Creating a short unique ID based on other values in Python?


I have a number of variables in python that I want to use to generate a unique ID for those variables (yet have that ID always produce for those same matching variables).

I have used .encode('hex','strict') to produce an ID which seems to work, however the output value is very long. Is there a way to produce a shorter ID using variables?

myname = 'Midavalo'
mydate = '5 July 2017'
mytime = '8:19am'

codec = 'hex'

print "{}{}{}".format(myname, mydate, mytime).encode(codec,'strict')

This outputs

4d69646176616c6f35204a756c792032303137383a3139616d

I realise with hex it is probably dependant on the length of the three variables, so I'm wondering if there is another codec that can/will produce shorter values without excluding any of the variables?

So far I have tested base64, bz2, hex, quopri, uu, zip from 7.8.4. Python Specific Encodings, but I'm unsure how to get any of these to produce shorter values without removing variables.

Is there another codec I could use, or a way to shorten the values from any of them without removing the uniqueness, or even a completely different way to produce what I require?
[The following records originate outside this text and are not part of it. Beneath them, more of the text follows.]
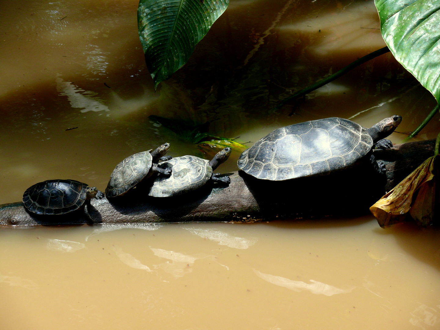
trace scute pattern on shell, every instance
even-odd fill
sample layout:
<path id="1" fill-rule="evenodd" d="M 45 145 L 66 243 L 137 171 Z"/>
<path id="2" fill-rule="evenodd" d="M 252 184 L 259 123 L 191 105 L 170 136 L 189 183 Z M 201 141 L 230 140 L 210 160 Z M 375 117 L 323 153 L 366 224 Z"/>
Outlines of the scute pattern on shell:
<path id="1" fill-rule="evenodd" d="M 258 179 L 287 180 L 349 167 L 373 147 L 366 129 L 337 117 L 275 129 L 240 155 L 238 167 Z"/>
<path id="2" fill-rule="evenodd" d="M 23 194 L 23 202 L 37 214 L 63 214 L 82 206 L 88 188 L 75 180 L 48 180 L 28 188 Z"/>
<path id="3" fill-rule="evenodd" d="M 124 194 L 141 181 L 151 168 L 151 150 L 135 154 L 115 167 L 106 188 L 106 195 L 114 197 Z"/>
<path id="4" fill-rule="evenodd" d="M 194 156 L 176 157 L 159 164 L 161 167 L 171 167 L 169 177 L 156 178 L 148 194 L 155 197 L 169 197 L 180 195 L 199 188 L 209 180 L 213 174 L 209 162 Z"/>

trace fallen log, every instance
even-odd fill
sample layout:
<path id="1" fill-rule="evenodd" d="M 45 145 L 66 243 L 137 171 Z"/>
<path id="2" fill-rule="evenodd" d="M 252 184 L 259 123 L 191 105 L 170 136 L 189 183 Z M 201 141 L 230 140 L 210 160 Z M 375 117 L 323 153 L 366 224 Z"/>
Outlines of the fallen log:
<path id="1" fill-rule="evenodd" d="M 375 150 L 385 163 L 387 177 L 367 163 L 328 175 L 284 181 L 260 180 L 242 171 L 226 173 L 227 187 L 210 183 L 180 196 L 154 198 L 142 187 L 110 201 L 92 198 L 84 210 L 57 216 L 37 216 L 22 203 L 0 205 L 0 226 L 41 224 L 133 224 L 151 222 L 250 222 L 330 215 L 356 216 L 433 154 L 434 140 Z"/>

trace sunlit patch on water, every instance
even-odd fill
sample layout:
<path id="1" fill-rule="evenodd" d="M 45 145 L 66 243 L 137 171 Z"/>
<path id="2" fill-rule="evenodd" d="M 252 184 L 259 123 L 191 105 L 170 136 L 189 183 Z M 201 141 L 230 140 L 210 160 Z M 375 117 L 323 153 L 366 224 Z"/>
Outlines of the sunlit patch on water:
<path id="1" fill-rule="evenodd" d="M 258 241 L 255 238 L 237 237 L 215 229 L 203 229 L 193 227 L 185 227 L 185 228 L 204 238 L 218 242 L 219 245 L 226 245 L 235 249 L 247 249 Z"/>
<path id="2" fill-rule="evenodd" d="M 60 252 L 75 252 L 84 249 L 85 245 L 83 243 L 61 239 L 48 239 L 48 249 Z"/>
<path id="3" fill-rule="evenodd" d="M 314 294 L 323 294 L 330 296 L 339 293 L 348 293 L 351 292 L 355 288 L 353 287 L 348 289 L 339 289 L 335 286 L 319 282 L 313 279 L 310 280 L 311 283 L 307 283 L 301 281 L 293 281 L 285 277 L 264 274 L 256 269 L 254 269 L 253 271 L 258 277 L 263 279 L 269 283 L 287 288 L 297 292 L 308 291 Z"/>
<path id="4" fill-rule="evenodd" d="M 144 230 L 157 230 L 164 225 L 163 224 L 113 224 L 97 225 L 93 231 L 85 238 L 86 241 L 92 236 L 107 231 L 113 231 L 122 229 L 143 229 Z"/>
<path id="5" fill-rule="evenodd" d="M 113 250 L 116 253 L 116 255 L 117 256 L 121 261 L 127 266 L 132 268 L 142 269 L 147 271 L 152 271 L 148 266 L 143 264 L 139 260 L 135 258 L 131 254 L 122 251 L 122 249 L 119 246 L 114 246 Z"/>
<path id="6" fill-rule="evenodd" d="M 60 95 L 67 97 L 72 108 L 82 108 L 81 112 L 110 111 L 107 106 L 103 104 L 102 101 L 93 97 L 97 93 L 85 91 L 59 77 L 57 78 L 55 81 L 57 92 Z"/>
<path id="7" fill-rule="evenodd" d="M 155 264 L 154 268 L 161 268 L 174 277 L 181 277 L 186 274 L 191 273 L 193 271 L 191 266 L 194 264 L 195 260 L 208 257 L 205 254 L 199 257 L 194 257 L 162 249 L 155 249 L 151 247 L 150 248 L 155 256 L 171 260 Z"/>
<path id="8" fill-rule="evenodd" d="M 22 279 L 19 276 L 11 276 L 0 274 L 0 283 L 1 283 L 8 284 L 11 286 L 20 286 L 30 290 L 34 290 L 39 287 L 38 284 L 30 279 Z"/>

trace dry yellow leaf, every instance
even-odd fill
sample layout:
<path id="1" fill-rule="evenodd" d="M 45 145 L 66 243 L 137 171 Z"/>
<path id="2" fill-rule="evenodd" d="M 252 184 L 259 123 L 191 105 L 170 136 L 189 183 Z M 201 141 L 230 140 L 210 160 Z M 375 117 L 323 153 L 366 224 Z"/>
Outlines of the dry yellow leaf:
<path id="1" fill-rule="evenodd" d="M 411 217 L 420 226 L 431 223 L 435 204 L 435 164 L 438 157 L 428 158 L 370 208 L 381 227 L 408 221 Z"/>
All I am trying to do is produce an ID so I can identify those rows when loading them into a database. If the same value already exists it will not create a new row in the database. There is no security requirement, just a unique ID. The values are generated elsewhere into python, so I can't just use a database issued ID for these values.


Solution

  • You could use some hashing algorithm from the hashlib package: https://docs.python.org/3/library/hashlib.html or for python 2: https://docs.python.org/2.7/library/hashlib.html

    import hashlib
    s = "some string"
    hash = hashlib.sha1(str.encode(s)).hexdigest() # you need to encode the strings into bytes here
    

    This hash would be the same for the same string. Your choice of algorithm depends of the number of chars you want and the risk of collision(two different strings yielding the same hash).